The news comes as tech site musicMagpie releases its 5th Annual Phone Depreciation Report, updated with the latest depreciation statistics for 2020.
The annual report uses trade-in data from musicMagpie, a UK based tech recycler, to track the value of the most popular handsets from Apple, Samsung, Google, OnePlus and Huawei. Since 2015, it is a useful guide to which phones retain their value best, and what happens after a new model launches.
What impact will the new iPhone release have on phone values?
When a new iPhone is released, on average we see the value of its predecessors drop by 11% in the first month alone, and by a total of 17% after three months. The biggest drop from previous releases was by the iPhone XS and XS Max, which both dropped by over 35% in value in the three months following the release of the XR.
With this year’s anticipated first 5G-enabled Apple phone to hit the market, the rate of depreciation could be even higher than previous years due to the new phones having this standout feature.
Liam Howley, chief marketing officer at musicMagpie speaks about the results of this year’s report: “As we’ve found in previous years, Apple handsets continue to hold their value for longer than any other phone brands. However, they still see their value drop dramatically following the release of a new handset.
“With the expectation of 5G, this year’s release could lead to an even quicker rate of depreciation for older models that aren’t 5G compatible. Anyone wanting to upgrade should aim to get a price locked-in as soon as possible, to make sure they’re getting the best value for their old handset.”
More expensive handsets are retaining their value better
According to this year’s report, while handsets are becoming increasingly expensive, the pricier models are retaining their value much better than cheaper handsets.
Of all the handsets released in 2019 onwards, the iPhone 11 and 11 Pro managed to retain their value the most in the first six months after release, dropping by only 34% and 35% of their original values of £729 and £999. Cheaper models like the Google Pixel 3a, costing just £399 on release, lost almost twice this, at 64%.

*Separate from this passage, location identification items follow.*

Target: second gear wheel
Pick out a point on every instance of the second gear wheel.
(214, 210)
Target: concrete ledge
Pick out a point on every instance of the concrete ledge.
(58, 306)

Which brands are holding onto the most value?
As in previous years, Apple continues to hold the top spot for the brand which retains the most value, with iPhone losing an average of 43% of their value in the first 12 months, and 61% by the end of a standard 24-month contract period.
Samsung comes in a close second, with handsets depreciating by an average of 64% in 12 months and 76% in 24 months.
Huawei is bringing up the rear, with their handsets losing 74% of their value in the first 12 months and 88% by the end of a standard 24-month contract period.
Which phones are being traded in the most?
musicMagpie confirmed that the iPhone 7 was the most commonly traded-in handset in the past 12 months. And in good news for consumers, the handset was among the top 10 for retaining value, only losing 44% of its value in the first 12 months.